L’AFO salue la modernisation de la LSF
L’AFO salue l’intention du gouvernement de moderniser la Loi sur les services en français. « Ça a été un long cheminement mais on est content de ce qui a été déposé aujourd’hui », souffle son président Carol Jolin, évoquant plusieurs gains importants. « Deux des quatre principales priorités qu’on demandait seront présentes : l’enchâssement de l’offre active de services dans les deux langues officielles et l’imputabilité avec un mécanisme qui obligera les ministères à fournir un plan sur leurs services ».
Il accueille favorablement la possibilité de réviser la Loi tous les dix ans, un point nouveau, mais regrette que le retour à un commissariat aux services en français indépendant n’ait finalement pas été retenu, ni même la désignation de l’ensemble de la province sous la LSF.
« Si on avait désigné toute la province, il aurait été difficile de combler tous les postes pour être capable de donner les services en français », convient-il. « La logique du ministère des Affaires francophones sera de donner des services dans les endroits désignés où on aura les ressources pour les offrir vraiment. Le ministère aura ce pouvoir et c’est une étape importante. »
Malgré le revers essuyé sur le commissariat aux services en français, l’AFO a obtenu du ministère qu’il s’engage à ce que le poste d’ombudsman de l’Ontario soit obligatoirement bilingue, ce qui n’était pas le cas jusqu’ici.
La hausse du salaire minimum fait grincer des dents
Du côté des organisations francophones de la sphère économique, les réactions sont plus nuancées.
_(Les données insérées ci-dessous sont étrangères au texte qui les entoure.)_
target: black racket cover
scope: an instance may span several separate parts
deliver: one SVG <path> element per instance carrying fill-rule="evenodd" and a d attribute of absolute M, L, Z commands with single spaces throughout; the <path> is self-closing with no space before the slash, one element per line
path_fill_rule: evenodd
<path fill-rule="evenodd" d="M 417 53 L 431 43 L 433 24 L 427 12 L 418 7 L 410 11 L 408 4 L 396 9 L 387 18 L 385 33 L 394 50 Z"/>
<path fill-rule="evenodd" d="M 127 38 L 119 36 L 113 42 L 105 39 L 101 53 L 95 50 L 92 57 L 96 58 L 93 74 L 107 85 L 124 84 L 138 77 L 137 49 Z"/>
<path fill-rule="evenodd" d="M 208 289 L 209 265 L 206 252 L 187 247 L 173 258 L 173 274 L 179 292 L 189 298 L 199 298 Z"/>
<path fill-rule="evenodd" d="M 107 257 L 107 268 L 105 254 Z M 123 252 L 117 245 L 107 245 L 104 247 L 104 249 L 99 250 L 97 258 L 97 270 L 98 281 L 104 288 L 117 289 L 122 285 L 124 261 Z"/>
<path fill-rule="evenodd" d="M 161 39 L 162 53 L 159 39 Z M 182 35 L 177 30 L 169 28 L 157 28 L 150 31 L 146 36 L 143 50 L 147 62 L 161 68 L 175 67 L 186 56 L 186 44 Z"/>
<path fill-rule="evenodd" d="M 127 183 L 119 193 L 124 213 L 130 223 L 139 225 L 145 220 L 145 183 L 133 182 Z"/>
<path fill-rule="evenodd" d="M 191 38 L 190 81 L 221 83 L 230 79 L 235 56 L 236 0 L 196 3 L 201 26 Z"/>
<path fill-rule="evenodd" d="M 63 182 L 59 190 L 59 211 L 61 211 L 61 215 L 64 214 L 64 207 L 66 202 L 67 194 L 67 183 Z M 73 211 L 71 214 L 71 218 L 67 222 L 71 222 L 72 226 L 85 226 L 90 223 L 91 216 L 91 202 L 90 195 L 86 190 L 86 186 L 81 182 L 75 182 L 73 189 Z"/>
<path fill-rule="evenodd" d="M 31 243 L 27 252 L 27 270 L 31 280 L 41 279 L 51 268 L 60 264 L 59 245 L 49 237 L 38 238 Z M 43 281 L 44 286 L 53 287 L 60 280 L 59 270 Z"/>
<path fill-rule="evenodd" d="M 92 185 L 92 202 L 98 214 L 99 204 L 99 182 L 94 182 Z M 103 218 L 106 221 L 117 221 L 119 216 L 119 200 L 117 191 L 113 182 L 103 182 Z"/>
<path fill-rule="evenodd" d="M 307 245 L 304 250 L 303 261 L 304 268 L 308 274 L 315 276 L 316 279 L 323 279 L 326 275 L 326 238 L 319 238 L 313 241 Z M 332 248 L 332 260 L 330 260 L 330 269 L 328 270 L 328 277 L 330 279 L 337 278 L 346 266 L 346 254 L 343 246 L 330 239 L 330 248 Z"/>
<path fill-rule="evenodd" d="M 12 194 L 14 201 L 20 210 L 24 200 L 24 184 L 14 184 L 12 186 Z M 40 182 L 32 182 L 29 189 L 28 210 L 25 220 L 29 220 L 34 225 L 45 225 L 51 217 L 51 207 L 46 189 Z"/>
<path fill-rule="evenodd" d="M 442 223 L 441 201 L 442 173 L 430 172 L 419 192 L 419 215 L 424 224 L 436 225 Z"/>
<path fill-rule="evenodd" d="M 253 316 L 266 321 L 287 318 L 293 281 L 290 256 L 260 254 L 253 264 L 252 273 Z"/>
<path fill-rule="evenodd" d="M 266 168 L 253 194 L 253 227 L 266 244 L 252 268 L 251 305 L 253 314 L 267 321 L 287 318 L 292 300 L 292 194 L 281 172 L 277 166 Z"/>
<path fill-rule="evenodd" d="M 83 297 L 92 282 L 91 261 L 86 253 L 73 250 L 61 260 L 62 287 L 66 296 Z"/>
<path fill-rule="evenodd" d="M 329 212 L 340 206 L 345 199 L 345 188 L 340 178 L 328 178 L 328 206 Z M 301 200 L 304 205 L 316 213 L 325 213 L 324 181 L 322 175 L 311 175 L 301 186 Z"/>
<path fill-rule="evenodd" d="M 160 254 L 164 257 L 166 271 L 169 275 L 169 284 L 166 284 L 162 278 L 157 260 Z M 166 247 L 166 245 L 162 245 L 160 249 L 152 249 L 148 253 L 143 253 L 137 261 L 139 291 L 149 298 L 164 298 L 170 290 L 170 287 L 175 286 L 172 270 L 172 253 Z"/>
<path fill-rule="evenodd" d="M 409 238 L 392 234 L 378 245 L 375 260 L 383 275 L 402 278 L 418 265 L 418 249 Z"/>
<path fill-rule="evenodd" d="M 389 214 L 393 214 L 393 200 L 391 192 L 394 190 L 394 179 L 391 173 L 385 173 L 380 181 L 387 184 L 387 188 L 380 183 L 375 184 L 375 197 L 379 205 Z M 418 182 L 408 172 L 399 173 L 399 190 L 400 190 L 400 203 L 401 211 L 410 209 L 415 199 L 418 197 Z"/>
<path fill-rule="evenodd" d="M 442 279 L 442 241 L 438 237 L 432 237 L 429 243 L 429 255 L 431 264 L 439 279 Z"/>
Richard Kempler, directeur général de la Fédération des gens d’affaires francophones (FGA) pense que l’augmentation du salaire minimum avec un préavis aussi court et peu de concertation pourrait mettre en difficulté les petites entreprises. « On se pose des questions sur la fragilité des entreprises franco-ontariennes, surtout dans le domaine de l’hôtellerie et du tourisme où le salaire minimum était à 12,20$, d’autant qu’elles ne sont pas encore sorties de la crise. »
Il reconnaît que, sur le fond, la hausse du salaire en elle-même aura un impact sur l’attrait pour ces professions en contexte de pénurie.
« La hausse de salaire pourrait poser problème dans certains métiers comme le commerce de détail et de première ligne », convient également Julien Geremie, directeur général du Conseil de coopération de l’Ontario (CCO), « mais je ne pense pas que ce soit dérangeant car c’était préannoncé depuis plusieurs semaines et c’est en ligne avec une inflation rampante. Les employeurs s’y préparaient et cela pourrait répondre en partie au problème de main d’œuvre qualifiée ».
Dans cette mise à jour financière, M. Geremie accueille avec enthousiasme l’emphase mise sur le développement économique et l’employabilité, comparée au budget précédent qui accordait plus de place à la santé. « On est dans une logique de relance avec le développement des compétences, la valorisation des métiers spécialisés et la digitalisation des entreprises qui se poursuit. Le programme pilote pour les investisseurs étrangers est aussi un concept novateur qui m’a beaucoup interpellé. Attirer directement des immigrants entrepreneurs est une approche nouvelle qu’il faudra suivre. »
De son côté, le président de la Société économique de l’Ontario (SÉO), Denis Laframboise, se dit « ravi de l’investissement de 1,5 million de dollars sur trois ans dans le réseau économique francophone ».
L’organisation voit en outre d’un bon œil le crédit d’impôt temporaire de 2,7 millions pour encourager les Ontariens à visiter leur propre province, ainsi qu’un investissement de 4 milliards de dollars sur six ans afin de fournir à toutes les régions de l’Ontario un accès Internet à haute vitesse.